OSHA Sticks Plastering Firm with $99,000 in Fines for Fall Hazards



OSHA's El Paso Area Office initiated this inspection on Oct. 19, 2010, when employees were observed working on a scaffold without the use of fall protection equipment at a worksite.

Jan 17, 2011
OSHA has issued five repeat citations to Best Plastering Contractors in El Paso, Texas, for exposing workers to fall hazards. Proposed penalties total $99,000.

"Falls are one of the most common and well-known hazards at a construction site. This is not the first time this company has jeopardized the safety of its workers," said Jack Rector, OSHA's area director in El Paso. "Falls can injure or kill a worker within seconds. It is fortunate in this case that there were no injuries or fatalities."

OSHA's El Paso Area Office initiated this inspection on Oct. 19, 2010, when employees were observed working on a scaffold without the use of fall protection equipment at a worksite. Best Plastering employs about 18 workers at its El Paso facility and eight of them were at this worksite.

Violations include failing to provide base plates and mud sills to prevent scaffolds from becoming unstable, a ladder for safe access to all working levels of the scaffold, training for employees who perform scaffolding work, and fall protection systems such as guardrails and/or personal fall arrest systems such as harnesses to employees working from a scaffold.

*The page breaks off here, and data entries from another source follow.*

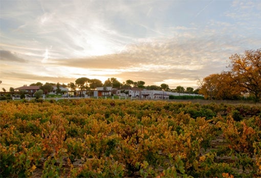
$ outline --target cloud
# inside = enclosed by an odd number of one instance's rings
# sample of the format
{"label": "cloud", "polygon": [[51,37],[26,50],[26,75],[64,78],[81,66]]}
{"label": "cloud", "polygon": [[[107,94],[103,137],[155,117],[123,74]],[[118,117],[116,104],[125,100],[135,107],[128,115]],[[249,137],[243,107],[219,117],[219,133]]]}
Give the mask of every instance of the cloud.
{"label": "cloud", "polygon": [[19,72],[16,71],[1,71],[1,79],[5,81],[6,79],[9,80],[16,81],[17,82],[13,83],[13,85],[21,85],[26,84],[31,84],[37,82],[51,82],[51,83],[68,83],[71,82],[74,82],[74,78],[67,77],[56,77],[52,76],[45,76],[44,75],[37,75],[31,73]]}
{"label": "cloud", "polygon": [[0,50],[0,59],[1,61],[6,61],[8,62],[18,62],[24,63],[26,61],[17,57],[16,54],[12,53],[9,50]]}

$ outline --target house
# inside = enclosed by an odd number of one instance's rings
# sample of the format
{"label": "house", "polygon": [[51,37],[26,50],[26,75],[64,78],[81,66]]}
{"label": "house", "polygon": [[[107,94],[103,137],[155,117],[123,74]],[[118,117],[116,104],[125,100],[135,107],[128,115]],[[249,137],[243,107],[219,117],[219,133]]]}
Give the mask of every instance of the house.
{"label": "house", "polygon": [[112,93],[115,94],[115,91],[116,89],[112,87],[97,87],[94,91],[94,96],[110,96]]}
{"label": "house", "polygon": [[19,93],[27,93],[30,95],[32,95],[36,91],[40,89],[39,86],[26,86],[24,85],[23,87],[16,88],[14,89],[15,92]]}
{"label": "house", "polygon": [[139,97],[141,90],[137,87],[129,87],[128,89],[121,89],[117,91],[117,94],[120,96],[132,96]]}
{"label": "house", "polygon": [[[59,89],[60,91],[60,92],[62,93],[65,93],[65,94],[68,94],[68,92],[69,91],[69,89],[67,88],[64,88],[62,87],[61,86],[60,86]],[[49,93],[49,94],[56,94],[56,91],[57,90],[57,86],[53,86],[53,90]]]}

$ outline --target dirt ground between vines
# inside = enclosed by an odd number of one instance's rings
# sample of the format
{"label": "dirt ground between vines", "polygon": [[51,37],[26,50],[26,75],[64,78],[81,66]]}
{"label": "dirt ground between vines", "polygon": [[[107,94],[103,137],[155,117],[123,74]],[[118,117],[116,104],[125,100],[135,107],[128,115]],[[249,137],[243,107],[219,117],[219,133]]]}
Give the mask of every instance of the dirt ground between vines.
{"label": "dirt ground between vines", "polygon": [[[174,102],[191,102],[192,103],[199,103],[201,105],[207,105],[211,103],[216,103],[217,104],[224,104],[228,105],[249,105],[253,106],[260,106],[261,107],[261,103],[254,103],[251,101],[244,101],[244,100],[204,100],[204,99],[173,99],[168,100],[169,101]],[[217,150],[218,146],[224,145],[224,138],[222,135],[221,135],[217,137],[214,140],[212,140],[211,142],[211,147],[208,148],[206,150],[205,150],[204,148],[201,148],[200,150],[200,154],[201,155],[204,155],[208,152],[209,152],[211,150]],[[254,158],[253,158],[253,159]],[[234,159],[232,159],[231,157],[223,156],[223,157],[216,157],[216,159],[219,162],[223,162],[224,163],[232,163],[235,161]],[[66,172],[70,172],[70,167],[66,164],[66,161],[64,161],[64,164],[63,164],[64,167],[66,168]],[[82,165],[82,163],[80,160],[75,160],[73,163],[73,165],[75,167],[80,167]],[[236,169],[236,168],[235,168]],[[236,169],[238,172],[243,172],[243,170],[242,169]],[[245,170],[245,173],[248,170]],[[38,178],[41,177],[42,175],[42,169],[39,168],[37,168],[34,171],[33,174],[31,177],[32,178]],[[135,174],[135,176],[137,177],[138,174]]]}
{"label": "dirt ground between vines", "polygon": [[206,99],[171,99],[170,101],[175,102],[191,102],[192,103],[199,103],[201,105],[207,105],[211,103],[217,104],[224,104],[227,105],[243,105],[261,107],[261,102],[254,103],[252,101],[246,101],[241,100],[206,100]]}

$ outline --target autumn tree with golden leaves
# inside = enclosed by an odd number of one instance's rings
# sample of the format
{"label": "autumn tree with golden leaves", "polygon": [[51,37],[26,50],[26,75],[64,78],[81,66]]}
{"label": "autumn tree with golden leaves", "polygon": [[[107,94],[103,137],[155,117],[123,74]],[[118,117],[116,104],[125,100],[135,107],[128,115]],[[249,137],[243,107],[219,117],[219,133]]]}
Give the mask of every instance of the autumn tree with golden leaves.
{"label": "autumn tree with golden leaves", "polygon": [[249,93],[255,101],[261,97],[261,49],[246,50],[229,58],[231,70],[211,74],[201,82],[200,93],[205,98],[235,99]]}
{"label": "autumn tree with golden leaves", "polygon": [[204,78],[201,84],[199,93],[206,99],[235,99],[242,96],[243,89],[234,82],[229,71],[211,74]]}
{"label": "autumn tree with golden leaves", "polygon": [[261,48],[236,54],[229,59],[234,81],[258,101],[261,98]]}

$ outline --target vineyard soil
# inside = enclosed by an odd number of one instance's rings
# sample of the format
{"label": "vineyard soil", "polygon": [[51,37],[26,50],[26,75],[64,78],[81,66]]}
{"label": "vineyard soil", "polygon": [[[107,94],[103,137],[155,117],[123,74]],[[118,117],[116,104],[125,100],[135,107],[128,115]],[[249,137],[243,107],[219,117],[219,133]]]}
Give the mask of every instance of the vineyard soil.
{"label": "vineyard soil", "polygon": [[0,103],[0,177],[258,177],[260,115],[224,101]]}

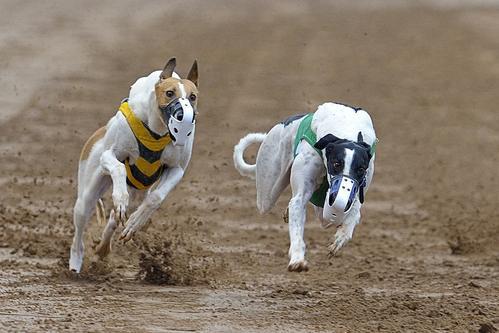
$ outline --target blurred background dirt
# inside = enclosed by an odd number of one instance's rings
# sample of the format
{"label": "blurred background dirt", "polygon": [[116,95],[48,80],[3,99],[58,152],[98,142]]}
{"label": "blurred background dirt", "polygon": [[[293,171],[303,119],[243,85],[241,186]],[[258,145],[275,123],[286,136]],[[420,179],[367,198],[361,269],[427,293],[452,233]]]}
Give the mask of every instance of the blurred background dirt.
{"label": "blurred background dirt", "polygon": [[[497,2],[2,0],[0,11],[2,331],[499,328]],[[79,151],[171,56],[181,75],[200,63],[189,171],[147,233],[104,262],[93,221],[84,271],[69,275]],[[309,214],[311,270],[288,273],[289,191],[259,216],[232,147],[325,101],[370,112],[376,175],[341,254],[327,257],[333,231]]]}

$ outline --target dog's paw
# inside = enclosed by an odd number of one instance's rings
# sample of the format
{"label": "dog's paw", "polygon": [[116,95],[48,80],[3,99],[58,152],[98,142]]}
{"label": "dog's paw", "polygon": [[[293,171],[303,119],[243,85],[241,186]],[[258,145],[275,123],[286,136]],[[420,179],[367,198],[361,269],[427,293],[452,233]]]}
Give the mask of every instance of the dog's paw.
{"label": "dog's paw", "polygon": [[145,222],[147,222],[147,219],[144,221],[144,218],[140,214],[134,212],[130,215],[125,229],[121,233],[120,239],[123,240],[124,243],[128,242]]}
{"label": "dog's paw", "polygon": [[126,210],[128,208],[129,195],[127,192],[113,192],[114,211],[116,219],[121,223],[126,221]]}
{"label": "dog's paw", "polygon": [[308,271],[308,263],[306,260],[300,260],[298,262],[290,262],[288,265],[288,271],[290,271],[290,272],[306,272],[306,271]]}
{"label": "dog's paw", "polygon": [[333,257],[338,254],[338,251],[352,238],[352,234],[349,230],[346,230],[344,226],[341,226],[336,231],[334,235],[333,244],[329,245],[329,256]]}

A repeat citation is issued when an employer previously has been cited for the same or a similar violation of a standard, regulation, rule or order at any other facility in federal enforcement states within the last five years.

In 2009, the company was fined more than $106,000 and cited with four willful and three serious violations for exposing employees to the same safety hazards.

OSHA standards require that an effective form of fall protection, such as guardrails, safety nets or personal fall arrest systems, be in use when workers perform residential construction activities six feet or more above the next lower level.